Metadata-Version: 2.1
Name: vision-models-evaluation
Version: 0.0.5
Summary: A library to test fastai learners using some evaluation techniques.
Home-page: https://github.com/ruescog/vision_models_evaluation
Author: ruescog
Author-email: ruescog@unirioja.es
License: Apache Software License 2.0
Keywords: nbdev jupyter notebook python
Platform: UNKNOWN
Classifier: Development Status :: 4 - Beta
Classifier: Intended Audience :: Developers
Classifier: Natural Language :: English
Classifier: Programming Language :: Python :: 3.7
Classifier: Programming Language :: Python :: 3.8
Classifier: Programming Language :: Python :: 3.9
Classifier: Programming Language :: Python :: 3.10
Classifier: License :: OSI Approved :: Apache Software License
Requires-Python: >=3.7
Description-Content-Type: text/markdown
Requires-Dist: fastai
Requires-Dist: fastcore
Requires-Dist: pandas
Requires-Dist: scikit-learn
Provides-Extra: dev

vision_models_evaluation
================

<!-- WARNING: THIS FILE WAS AUTOGENERATED! DO NOT EDIT! -->

## Install

To install the library, just run:

``` sh
pip install vision_models_evaluation
```

## How to use

This library provides a method that can help you in the process of model
evaluation. Using the [scikit-learn validation
techniques](https://scikit-learn.org/stable/modules/cross_validation.html#cross-validation-iterators)
you can validate your deep learning models.

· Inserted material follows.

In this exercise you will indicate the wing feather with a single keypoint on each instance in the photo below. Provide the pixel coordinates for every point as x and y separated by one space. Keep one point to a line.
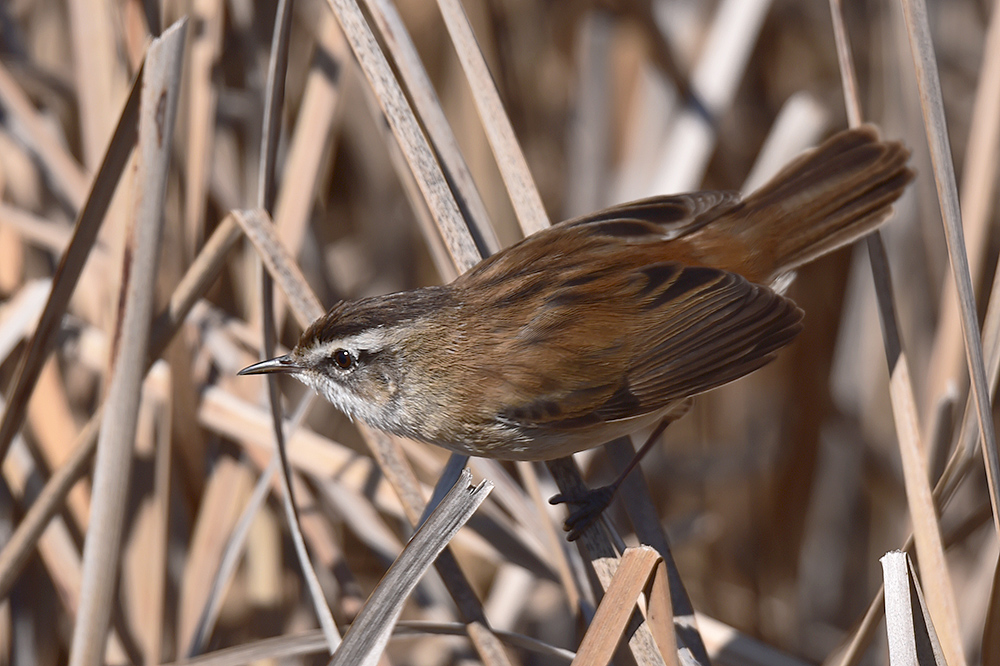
695 329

In order to validate your model, you will need to build and train
various versions of it (for example, using a KFold validation, it is
needed to build five different models).

For doing so, you need to provide: the `DataBlock` hparams
(hyperparameters), the `DataLoader` hparams, the technique used to split
the data, the `Learner` construction hparams, the learning mode (whether
to use a pretrained model or not: `fit_one_cycle` or `finetune`) and the
`Learner` training hparams. So, the first step is to define them all:

``` python
db_hparams = {
    "blocks": (ImageBlock, MaskBlock(codes)),
    "get_items": partial(get_image_files, folders=['train']),
    "get_y": get_y_fn,
    "item_tfms": [Resize((480,640)), TargetMaskConvertTransform(), transformPipeline],
    "batch_tfms": Normalize.from_stats(*imagenet_stats)
}
dl_hparams = {
    "source": path_images,
    "bs": 4
}
technique = KFold(n_splits = 5)
learner_hparams = {
    "arch": resnet18,
    "pretrained": True,
    "metrics": [DiceMulti()]
}
learning_hparams = {
    "epochs": 10,
    "base_lr": 0.001,
    "freeze_epochs": 1
}
learning_mode = "finetune"
```

Then, you need to call the `evaluate` method with those defined hparams.
After the execution, the method will return a dictionary of results (for
each metric used to test the model, the value obtained in each fold).

``` python
r = evaluate(
    db_hparams,
    dl_hparams,
    technique,
    learner_hparams,
    learning_hparams,
    learning_mode
)
```

Finally, you can plot the metrics using a boxplot from pandas, for
example:

``` python
import pandas as pd

df = pd.DataFrame(r)
df.boxplot("DiceMulti");

print(
    df["DiceMulti"].mean(),
    df["DiceMulti"].std()
)
```

![download.png](index_files/figure-commonmark/406aa26d-1-download.png)

You can use this method to evaluate your model, but you can also use it
to evaluate several models with distinct hparams: you can get the
results for each of them and then plot the average of their metrics.